A Milano la Procura da tempo ha scelto la linea dura contro un fenomeno pluricriminogeno ma spesso sottostimato.
Arriva la stangata contro i prestanome seriali a cui sono intestate le auto-fantasma.
In Italia c’è un’altra categoria di “furbetti”. Quelli che guidano un’auto «fantasma». Che non è quella dei Ghostbusters, ma un’auto intestata a una sfilza di prestanome. Un furbesco escamotage per schivare multe (quando va bene) o per commettere impunemente reati (quando va male).
Uno stratagemma che ora però potrebbe costare caro, molto caro. È quello che si apprende leggendo il Corriere della Sera. Una minisquadra della Procura di Milano infatti sta prendendo di petto questo fenomeno di illegalità spicciola, spesso sottovalutato anche se pluricriminogeno. Con un’opera più sistematica di contrasto che comincia a produrre effetti.
In quattro anni – a partire dal 2018 – i pm milanesi hanno già levato dalla circolazione di più 20 mila «auto fantasma». E adesso hanno emesso una delle prime condanne per «ricettazione» nei confronti di una persona che guidava una di queste auto radiate dal Pra. Una condanna per intestazione fittizia a prestanome, certo non leggera – due anni di pena – comminata in base all’articolo 94 bis del codice della strada.
Il fenomeno delle «auto fantasma» ha ben poco di pittoresco. Al contrario, genera diversi crimini. In primo luogo perché la targa perde il suo valore di strumento di indagine. Impossibile così rintracciare gli autori di un reato. Poi aumenta l’insicurezza in strada. Gli utilizzatori delle auto fantasma, sapendo di potersi muovere anonimamente, guidano in maniera più spregiudicata. Gli incidenti con auto non assicurate – in costante aumento – non solo penalizzano le vittime ma scaricano sulla collettività (attraverso il fondo di garanzia per i risarcimenti) i costi dei danneggiamenti. Infine c’è anche il danno per gli enti locali, che da una parte non possono incassare le multe prese dalle auto-fantasma e dall’altra devono spendere una marea di denaro (dieci euro per ogni notifica) nel tentativo di riscuotere le sanzioni. Il Corriere menziona il caso di un prestanome beccato a Monza, che aveva 700 mila euro di debito con l’erario.
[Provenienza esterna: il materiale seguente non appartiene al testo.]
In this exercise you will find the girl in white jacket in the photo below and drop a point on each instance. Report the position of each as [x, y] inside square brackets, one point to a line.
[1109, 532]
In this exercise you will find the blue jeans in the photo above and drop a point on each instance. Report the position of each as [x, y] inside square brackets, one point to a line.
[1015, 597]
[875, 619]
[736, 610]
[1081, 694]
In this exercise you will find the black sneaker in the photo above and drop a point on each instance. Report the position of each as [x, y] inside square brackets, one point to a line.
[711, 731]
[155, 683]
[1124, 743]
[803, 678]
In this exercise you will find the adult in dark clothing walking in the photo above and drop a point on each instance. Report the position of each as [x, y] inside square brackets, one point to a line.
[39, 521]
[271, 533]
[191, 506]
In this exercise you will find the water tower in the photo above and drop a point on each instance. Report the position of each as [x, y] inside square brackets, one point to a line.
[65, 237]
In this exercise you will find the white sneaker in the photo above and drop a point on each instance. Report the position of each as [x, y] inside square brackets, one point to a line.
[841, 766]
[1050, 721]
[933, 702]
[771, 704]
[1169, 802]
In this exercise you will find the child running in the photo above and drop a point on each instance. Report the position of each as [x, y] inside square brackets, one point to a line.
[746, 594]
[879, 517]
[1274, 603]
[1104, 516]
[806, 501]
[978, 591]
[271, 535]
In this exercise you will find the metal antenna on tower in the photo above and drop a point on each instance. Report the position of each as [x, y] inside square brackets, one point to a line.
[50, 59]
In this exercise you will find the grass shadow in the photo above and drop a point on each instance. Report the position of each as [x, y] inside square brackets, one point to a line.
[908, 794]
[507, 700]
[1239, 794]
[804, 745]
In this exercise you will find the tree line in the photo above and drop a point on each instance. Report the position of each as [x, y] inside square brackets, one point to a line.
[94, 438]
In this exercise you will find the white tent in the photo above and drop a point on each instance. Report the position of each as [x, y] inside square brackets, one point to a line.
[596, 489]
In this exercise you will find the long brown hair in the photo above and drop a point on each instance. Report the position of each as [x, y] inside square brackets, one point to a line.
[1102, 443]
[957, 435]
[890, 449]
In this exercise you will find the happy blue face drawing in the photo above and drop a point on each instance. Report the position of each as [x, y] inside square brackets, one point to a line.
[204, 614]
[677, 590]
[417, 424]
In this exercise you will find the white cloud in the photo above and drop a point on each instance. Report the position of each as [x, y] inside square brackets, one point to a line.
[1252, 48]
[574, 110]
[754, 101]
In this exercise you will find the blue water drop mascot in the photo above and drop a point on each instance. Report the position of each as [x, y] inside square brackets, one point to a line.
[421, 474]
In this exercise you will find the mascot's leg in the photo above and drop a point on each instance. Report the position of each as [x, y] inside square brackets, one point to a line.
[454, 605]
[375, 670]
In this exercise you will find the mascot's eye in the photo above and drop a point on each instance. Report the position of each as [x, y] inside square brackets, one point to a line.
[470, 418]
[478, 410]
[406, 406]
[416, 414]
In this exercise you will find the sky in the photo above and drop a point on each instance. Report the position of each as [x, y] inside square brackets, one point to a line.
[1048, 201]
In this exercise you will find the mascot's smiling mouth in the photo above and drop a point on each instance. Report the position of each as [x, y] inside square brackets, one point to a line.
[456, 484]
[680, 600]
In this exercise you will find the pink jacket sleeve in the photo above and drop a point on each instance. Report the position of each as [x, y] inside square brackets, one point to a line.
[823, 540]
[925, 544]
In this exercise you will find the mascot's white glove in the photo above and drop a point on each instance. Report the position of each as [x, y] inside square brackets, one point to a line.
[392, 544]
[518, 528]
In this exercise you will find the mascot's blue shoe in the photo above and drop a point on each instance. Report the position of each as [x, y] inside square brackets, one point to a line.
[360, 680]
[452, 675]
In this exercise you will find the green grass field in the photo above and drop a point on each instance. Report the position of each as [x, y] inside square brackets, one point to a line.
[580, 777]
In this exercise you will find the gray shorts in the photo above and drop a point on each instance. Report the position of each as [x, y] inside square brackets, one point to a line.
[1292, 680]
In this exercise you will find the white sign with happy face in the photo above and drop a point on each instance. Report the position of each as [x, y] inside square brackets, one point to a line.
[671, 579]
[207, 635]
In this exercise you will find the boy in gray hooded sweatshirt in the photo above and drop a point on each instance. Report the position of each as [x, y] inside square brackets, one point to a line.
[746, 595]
Dopo il giro di vite della Procura, gli inquirenti si concentrano sui prestanome seriali di centinaia di automobili ai quali contestano il reato di «falso in atto pubblico con induzione in errore del pubblico ufficiale». Si tratta spesso di partite Iva di presunti operatori nel campo delle compravendite di auto. I quali però, non a caso, vendono poco o nulla e acquistano soltanto. Un’attività paradossalmente favorita dalla normativa che permette passaggi semplificati di proprietà tra i commercianti di questo settore senza il pagamento dell’imposta provinciale di trascrizione.
Ai conducenti, come detto, viene invece contestato il reato di «ricettazione» nel caso in cui non sappiano spiegare perché stanno guidando un’auto radiata dal Pra perché fittiziamente intestata a qualcuno che magari neanche conoscono.